THE HEAT OF THE AFFAIR
Novak and Davis kept their relationship afloat in what was best described as an open secret in the months that followed. They endured the negative remarks and jeering received from their peers, colleagues, and the press in exchange for their sanity.
Finally, rumors of their planned wedding hit the media, threatening to topple the race barrier. A clerk in Aurora reportedly discovered a filled-out application for a marriage license which was yet to be filled.
The rumors reached Cohn, leaving him outraged by the thought of his specially groomed movie star getting married to a black man. To him, it spelled doom for Novak's career, and ultimately, Columbus Studio's big investment.
THE PLOT TWIST
Several theories about how the events played out thereon have surfaced over time, but the common denomination in all of them was that Davis was threatened out of his relationship with Novak by an organized group of mobsters affiliated with Mickey Cohen.
A report by Vanity Fair suggests the Westcoast gangster, Mickey Cohen, approached the actor's dad, Sammy Davis Sr., notifying him he got a contract to hurt Davis Jr.
Davis' personal assistant, Arthur Silber, once revealed that Cohn, who had close ties with the mob, put out the contract to hurt Davis.
However, he gave specific orders not to kill the singing icon, who lost his left eye in a car accident years prior, but to break his two legs or blind his second eye.

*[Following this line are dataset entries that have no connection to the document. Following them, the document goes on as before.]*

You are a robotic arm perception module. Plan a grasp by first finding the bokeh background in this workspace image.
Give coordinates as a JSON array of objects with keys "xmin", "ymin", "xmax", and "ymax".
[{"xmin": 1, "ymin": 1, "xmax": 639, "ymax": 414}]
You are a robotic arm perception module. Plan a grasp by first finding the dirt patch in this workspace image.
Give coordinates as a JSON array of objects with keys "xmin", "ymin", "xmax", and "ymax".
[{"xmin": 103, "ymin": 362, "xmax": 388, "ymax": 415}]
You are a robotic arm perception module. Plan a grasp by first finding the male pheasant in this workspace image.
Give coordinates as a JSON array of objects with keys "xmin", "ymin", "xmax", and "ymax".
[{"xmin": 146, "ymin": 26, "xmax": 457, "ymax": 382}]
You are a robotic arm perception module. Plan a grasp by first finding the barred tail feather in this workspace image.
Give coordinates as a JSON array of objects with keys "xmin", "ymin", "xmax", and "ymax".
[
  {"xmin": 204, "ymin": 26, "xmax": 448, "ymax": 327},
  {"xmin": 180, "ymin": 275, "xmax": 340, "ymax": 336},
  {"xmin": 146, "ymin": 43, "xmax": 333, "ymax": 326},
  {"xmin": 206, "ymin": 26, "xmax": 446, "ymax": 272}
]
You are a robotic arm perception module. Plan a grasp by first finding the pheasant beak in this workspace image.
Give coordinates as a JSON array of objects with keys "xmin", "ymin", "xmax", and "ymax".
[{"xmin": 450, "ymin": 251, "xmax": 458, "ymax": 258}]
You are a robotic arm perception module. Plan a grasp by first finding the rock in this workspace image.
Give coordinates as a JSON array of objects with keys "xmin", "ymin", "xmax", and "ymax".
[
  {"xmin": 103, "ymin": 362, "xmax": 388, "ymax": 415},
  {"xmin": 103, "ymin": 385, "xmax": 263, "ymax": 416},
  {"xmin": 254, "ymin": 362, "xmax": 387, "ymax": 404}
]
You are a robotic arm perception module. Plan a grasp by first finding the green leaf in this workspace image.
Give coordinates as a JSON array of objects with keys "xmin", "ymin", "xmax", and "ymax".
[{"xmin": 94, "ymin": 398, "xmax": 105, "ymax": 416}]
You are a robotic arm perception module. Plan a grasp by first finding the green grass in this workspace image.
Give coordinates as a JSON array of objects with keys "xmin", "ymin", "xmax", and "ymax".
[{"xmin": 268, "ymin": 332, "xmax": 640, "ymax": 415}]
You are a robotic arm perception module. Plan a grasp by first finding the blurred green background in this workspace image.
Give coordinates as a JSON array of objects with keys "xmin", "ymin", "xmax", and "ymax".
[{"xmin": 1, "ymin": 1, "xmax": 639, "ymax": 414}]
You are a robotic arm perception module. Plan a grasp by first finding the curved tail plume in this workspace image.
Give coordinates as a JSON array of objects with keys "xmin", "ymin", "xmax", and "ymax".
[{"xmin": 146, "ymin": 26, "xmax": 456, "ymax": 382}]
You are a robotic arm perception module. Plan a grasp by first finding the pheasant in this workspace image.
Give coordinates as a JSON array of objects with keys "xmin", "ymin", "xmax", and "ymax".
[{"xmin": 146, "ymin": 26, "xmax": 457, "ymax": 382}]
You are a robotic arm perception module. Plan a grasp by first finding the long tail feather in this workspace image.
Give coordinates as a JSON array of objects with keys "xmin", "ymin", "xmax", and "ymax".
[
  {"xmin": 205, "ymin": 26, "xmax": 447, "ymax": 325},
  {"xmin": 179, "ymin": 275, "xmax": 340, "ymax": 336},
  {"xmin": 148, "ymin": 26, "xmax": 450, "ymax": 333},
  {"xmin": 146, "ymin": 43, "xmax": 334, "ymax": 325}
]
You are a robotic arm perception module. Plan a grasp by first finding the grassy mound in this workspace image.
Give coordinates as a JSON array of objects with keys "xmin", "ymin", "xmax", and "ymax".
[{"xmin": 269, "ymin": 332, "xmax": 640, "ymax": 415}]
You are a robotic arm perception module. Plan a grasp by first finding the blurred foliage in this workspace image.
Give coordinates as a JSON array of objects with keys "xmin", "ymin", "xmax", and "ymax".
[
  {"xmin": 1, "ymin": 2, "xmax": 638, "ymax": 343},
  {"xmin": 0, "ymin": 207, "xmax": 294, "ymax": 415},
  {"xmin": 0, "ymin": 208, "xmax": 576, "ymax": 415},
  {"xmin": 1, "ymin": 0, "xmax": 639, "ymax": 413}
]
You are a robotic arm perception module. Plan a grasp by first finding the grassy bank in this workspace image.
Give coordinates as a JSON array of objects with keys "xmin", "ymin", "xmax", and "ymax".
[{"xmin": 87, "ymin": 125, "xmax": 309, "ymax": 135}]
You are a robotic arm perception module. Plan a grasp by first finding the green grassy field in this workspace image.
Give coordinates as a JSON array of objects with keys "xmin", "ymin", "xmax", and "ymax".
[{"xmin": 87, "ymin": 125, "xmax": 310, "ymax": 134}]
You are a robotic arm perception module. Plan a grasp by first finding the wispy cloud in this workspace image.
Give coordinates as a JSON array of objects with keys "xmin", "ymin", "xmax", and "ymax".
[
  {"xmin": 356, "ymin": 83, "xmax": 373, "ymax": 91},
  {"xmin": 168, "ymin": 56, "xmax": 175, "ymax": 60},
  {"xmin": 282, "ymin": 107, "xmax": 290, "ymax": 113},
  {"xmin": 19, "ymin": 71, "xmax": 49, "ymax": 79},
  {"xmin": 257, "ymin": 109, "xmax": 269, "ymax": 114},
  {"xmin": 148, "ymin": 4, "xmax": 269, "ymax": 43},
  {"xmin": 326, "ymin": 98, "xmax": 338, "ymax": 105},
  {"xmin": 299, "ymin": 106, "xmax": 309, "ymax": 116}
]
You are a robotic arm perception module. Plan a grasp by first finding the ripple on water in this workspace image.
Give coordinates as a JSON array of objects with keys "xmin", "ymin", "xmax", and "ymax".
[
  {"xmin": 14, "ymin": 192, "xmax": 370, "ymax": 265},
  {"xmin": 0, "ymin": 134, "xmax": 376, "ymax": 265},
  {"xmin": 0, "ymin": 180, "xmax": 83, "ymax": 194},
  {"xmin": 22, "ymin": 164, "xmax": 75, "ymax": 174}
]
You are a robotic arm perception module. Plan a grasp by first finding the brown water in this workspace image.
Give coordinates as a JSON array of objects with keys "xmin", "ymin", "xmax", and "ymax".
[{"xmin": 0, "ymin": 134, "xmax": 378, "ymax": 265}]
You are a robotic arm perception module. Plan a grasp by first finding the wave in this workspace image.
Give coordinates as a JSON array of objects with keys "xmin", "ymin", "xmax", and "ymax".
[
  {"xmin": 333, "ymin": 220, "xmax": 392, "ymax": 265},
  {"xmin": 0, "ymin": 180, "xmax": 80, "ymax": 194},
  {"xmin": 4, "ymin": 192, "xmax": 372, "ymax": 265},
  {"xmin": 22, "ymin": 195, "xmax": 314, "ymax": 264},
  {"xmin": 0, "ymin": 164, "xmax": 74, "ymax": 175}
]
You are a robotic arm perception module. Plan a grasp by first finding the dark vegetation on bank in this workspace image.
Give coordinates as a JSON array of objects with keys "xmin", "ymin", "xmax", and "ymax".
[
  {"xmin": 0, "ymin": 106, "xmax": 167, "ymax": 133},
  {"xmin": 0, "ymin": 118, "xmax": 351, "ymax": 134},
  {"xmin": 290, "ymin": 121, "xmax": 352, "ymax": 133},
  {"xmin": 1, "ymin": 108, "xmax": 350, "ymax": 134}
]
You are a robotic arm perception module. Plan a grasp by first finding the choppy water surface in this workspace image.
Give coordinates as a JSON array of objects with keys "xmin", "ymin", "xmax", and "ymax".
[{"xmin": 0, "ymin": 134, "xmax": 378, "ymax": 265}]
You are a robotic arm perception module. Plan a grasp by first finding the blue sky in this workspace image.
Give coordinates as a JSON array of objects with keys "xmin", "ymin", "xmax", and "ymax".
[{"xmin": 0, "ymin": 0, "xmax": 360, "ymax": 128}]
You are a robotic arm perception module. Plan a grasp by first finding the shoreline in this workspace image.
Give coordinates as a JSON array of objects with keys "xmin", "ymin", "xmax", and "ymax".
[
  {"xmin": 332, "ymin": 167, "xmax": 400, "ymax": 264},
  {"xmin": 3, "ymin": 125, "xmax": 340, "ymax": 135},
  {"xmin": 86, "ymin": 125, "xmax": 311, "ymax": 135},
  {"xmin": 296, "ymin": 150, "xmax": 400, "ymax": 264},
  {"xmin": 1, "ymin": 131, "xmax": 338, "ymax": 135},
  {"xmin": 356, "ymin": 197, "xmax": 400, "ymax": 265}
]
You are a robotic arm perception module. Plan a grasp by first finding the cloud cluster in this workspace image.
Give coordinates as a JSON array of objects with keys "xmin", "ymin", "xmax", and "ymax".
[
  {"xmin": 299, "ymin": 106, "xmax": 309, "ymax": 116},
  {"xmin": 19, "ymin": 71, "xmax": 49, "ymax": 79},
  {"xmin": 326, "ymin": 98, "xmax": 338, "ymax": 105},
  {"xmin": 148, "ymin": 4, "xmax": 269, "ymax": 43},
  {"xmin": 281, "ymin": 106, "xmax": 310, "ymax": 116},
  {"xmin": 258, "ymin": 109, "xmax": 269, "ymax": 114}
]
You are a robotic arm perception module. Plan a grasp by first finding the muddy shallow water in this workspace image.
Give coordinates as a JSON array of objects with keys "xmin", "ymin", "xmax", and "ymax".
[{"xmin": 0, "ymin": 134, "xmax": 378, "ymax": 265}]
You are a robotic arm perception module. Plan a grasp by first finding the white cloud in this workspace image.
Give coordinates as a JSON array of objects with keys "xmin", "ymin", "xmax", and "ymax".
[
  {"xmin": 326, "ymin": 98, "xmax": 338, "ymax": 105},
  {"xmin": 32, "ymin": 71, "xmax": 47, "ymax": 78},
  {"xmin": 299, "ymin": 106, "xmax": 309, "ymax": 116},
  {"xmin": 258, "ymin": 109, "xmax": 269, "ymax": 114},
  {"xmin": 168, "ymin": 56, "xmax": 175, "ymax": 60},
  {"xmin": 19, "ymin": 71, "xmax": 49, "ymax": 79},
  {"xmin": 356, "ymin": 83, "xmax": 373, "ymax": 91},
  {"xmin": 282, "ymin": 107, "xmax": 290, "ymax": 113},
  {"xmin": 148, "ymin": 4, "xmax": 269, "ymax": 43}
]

Cohen offered Davis a lifeline, however, giving him two days to marry a woman of color. The "One Life to Live" star took the lifeline.
TAKING A BRIDE
After being threatened, Davis sought protection from Chicago Mobster Sam Giancana, who could not guarantee his all-around safety outside Chicago and Las Vegas. Left with no choice, he began his hunt for a bride by searching through his phone book.
Within hours, he found dancer Loray White, whom he once dated. The two arranged a contract to tie the knot hastily and end the marriage before the year ran out.
He offered her a huge sum of money to comply with his terms, and they went through with the marriage. But things soon turned sour.
Throughout the ceremony, Davis kept drinking to cope with his emotional torture. While driving to their wedding suite after the nuptials, a visibly drunk Davis turned on his new bride and attempted to strangle her.
Thankfully, Silber stopped him just in time. Silber would also be the savior that wrestled a gun out of Davis' hands hours later, preventing him from taking his own life.
Ultimately, the "I've Gotta Be Me" crooner and Loray never lived together, nor did their marriage work out. Their union ended after a year, as stipulated in the agreement.
Though short-lived, Loray and Davis' marriage and his love entanglement with Novak served as a stepping stone for interracial marriages.
LOVE REMAINED IN THE PICTURE
Following his marriage to Loray, Novak and Davis' episode seemingly ended. The "Vertigo" actress admitted they remained good friends but had to avoid each other forever in line with Cohn's decree. They stayed through to their decision.
In 1960, barely a year after divorcing his first wife, Davis tied the knot with Swedish-born actress May-Britt, who was white.
Although their union generated racially charged controversies, it never resulted in violence. The duo had a biological daughter, Tracey Davis, and two adopted sons before their divorce in 1968.
Shortly after, he began dating dancer Altovise Gore and married her in 1970, after two years together. The duo shared an adopted son, Manny, and stayed married until the singer's death in May 1990.
DAVIS' FINAL YEARS
Davis spent the last years of his life living with his third wife, Altovise, in their Beverly Hills mansion. In 1989, the actor began experiencing a tickling sensation in his throat, eventually losing his ability to taste.
Doctors diagnosed him with throat cancer after discovering a cancerous lump in his throat. He spent the remaining months battling the condition, initially undergoing chemotherapy and radiotherapy in lieu of surgery.
As his condition worsened, the legend was forced to undergo surgery to remove his larynx. He died two months later, in his home, at the age of 64.